## Tuesday, May 29, 2012

### Function to efficiently return the MRCA of a pair of species for trees with many tips

A user reports that she wants to use the phytools function findMRCA to get the MRCA of a group of species. The problem is that her phylogeny is very large (~60,000 tips) and findMRCA uses the ape utility function mrca which does not work for very large trees. (The reason that mrca will not work for trees this large is probably because mrca returns a giant matrix containing the MRCA of every pair of species in the tree. For a tree with 60K taxa, this matrix would require over 14GB of memory.) She asks if there might be a different way to accomplish this task.

The way I approached this problem was first just to see if there was a more efficient way to get the MRCA of a single pair of species.

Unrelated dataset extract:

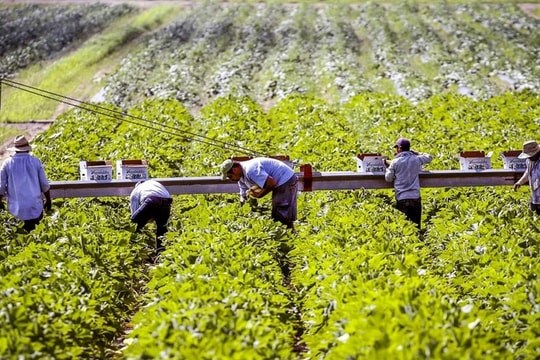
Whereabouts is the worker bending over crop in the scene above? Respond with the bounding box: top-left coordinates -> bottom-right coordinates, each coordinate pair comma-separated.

There is. Here, I use the function Ancestors from the phangorn package:

fastMRCA<-function(tree,sp1,sp2){
x<-match(sp1,tree\$tip.label)
y<-match(sp2,tree\$tip.label)
a<-Ancestors(tree,x)
b<-Ancestors(tree,y)
z<-a%in%b
return(a[min(which(z))])
}

The code x<-match(sp1,tree\$tip.label) translates the input tip name to a node number; a<-Ancestors(tree,x) returns a vector containing the node numbers of the ancestors of sp1, from the tip to the root; finally z<-a%in%b and a[min(which(z))] finds the elements of a that are in b, and then identifies which of these common elements are closest to the tips of the tree (i.e., the most recent). That's it! It seems to work, even on very large trees. The next natural step is use the same approach to find the MRCA of a set of species, just as in findMRCA.